Listening to a @jbouie livechat about the filibuster right now and it's made it clear: the filibuster (and particularly reconciliation as a workaround) hasn't just bottled up progressive legislation, but it's warped the entire constitutional system in subtle-but-fundamental ways.

Reconciliation is the only way to get a law through Congress most of the time, and most of Congress's authorities, to regulate or pass social legislation, are inaccessible in reconciliation.
So the role of Congress has shifted. Instead of the broad national legislature envisioned by Article I - a body to rule over the whole country and direct its government - Congress has become, in most cases, an agency for management of the federal budget.
The existence of reconciliation as an exception to the filibuster is essential to this shift. If reconciliation didn't exist, Congress would be sidelined almost completely, paralyzed, and what would likely happen is that frustrated majorities would just end the practice entirely.
But because of reconciliation, there's actually a pathway to legislating - it's just bound by a strict set of rules that actually dramatically alter the scope of how Congress can act. Thus most of Congress's work gets channeled through those limits, narrowing its practical power.
From Congress's perspective, this almost reverts the body back to a pre-New Deal status quo, with a much weaker federal government - as if there was a congressional amendment restricting the body's enumerated powers to the federal budget and requiring a max of one law annually.
But we HAVEN'T reverted back to a pre-New Deal status quo. We still have a post-New Deal executive branch, with vast and powerful executive agencies managing huge sectors of government. And with Congress unable to act outside the budget, those agencies are hard to check.
So the filibuster/reconciliation chokepoint hugely shifts the locus of power towards the executive branch, which acts unilaterally after presidential elections, supported by aging-but-now-largely-inalterable pieces of legislation creating those agencies and their authorities.

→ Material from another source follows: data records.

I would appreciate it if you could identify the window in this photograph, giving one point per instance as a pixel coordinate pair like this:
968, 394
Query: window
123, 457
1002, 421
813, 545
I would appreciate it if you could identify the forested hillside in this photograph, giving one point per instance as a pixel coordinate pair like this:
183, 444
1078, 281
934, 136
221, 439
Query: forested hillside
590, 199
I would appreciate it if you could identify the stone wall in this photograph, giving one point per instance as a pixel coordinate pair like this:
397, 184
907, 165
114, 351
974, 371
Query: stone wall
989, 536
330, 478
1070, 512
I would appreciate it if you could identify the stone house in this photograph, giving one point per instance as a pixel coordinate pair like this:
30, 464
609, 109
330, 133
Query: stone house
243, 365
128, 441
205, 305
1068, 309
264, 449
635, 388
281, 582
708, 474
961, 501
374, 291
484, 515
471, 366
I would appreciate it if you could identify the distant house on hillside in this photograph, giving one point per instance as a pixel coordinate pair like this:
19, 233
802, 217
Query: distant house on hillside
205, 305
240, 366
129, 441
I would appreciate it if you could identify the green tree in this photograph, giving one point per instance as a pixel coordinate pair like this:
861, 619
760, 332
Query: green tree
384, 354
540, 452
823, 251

I think this new de facto constitutional order has begun to creep into the minds of people in government, too. You saw it a lot in Trump's administration - the executive running rampant, doing whatever it pleased, while Congress mostly busied itself with budgets.
Non-budgetary, non-spending matters are often treated by congressional types as a kind of sideshow, and the "real" business of their job is shifting money around. I suspect that's in part because money stuff is the only legislation they have a realistic avenue to pass!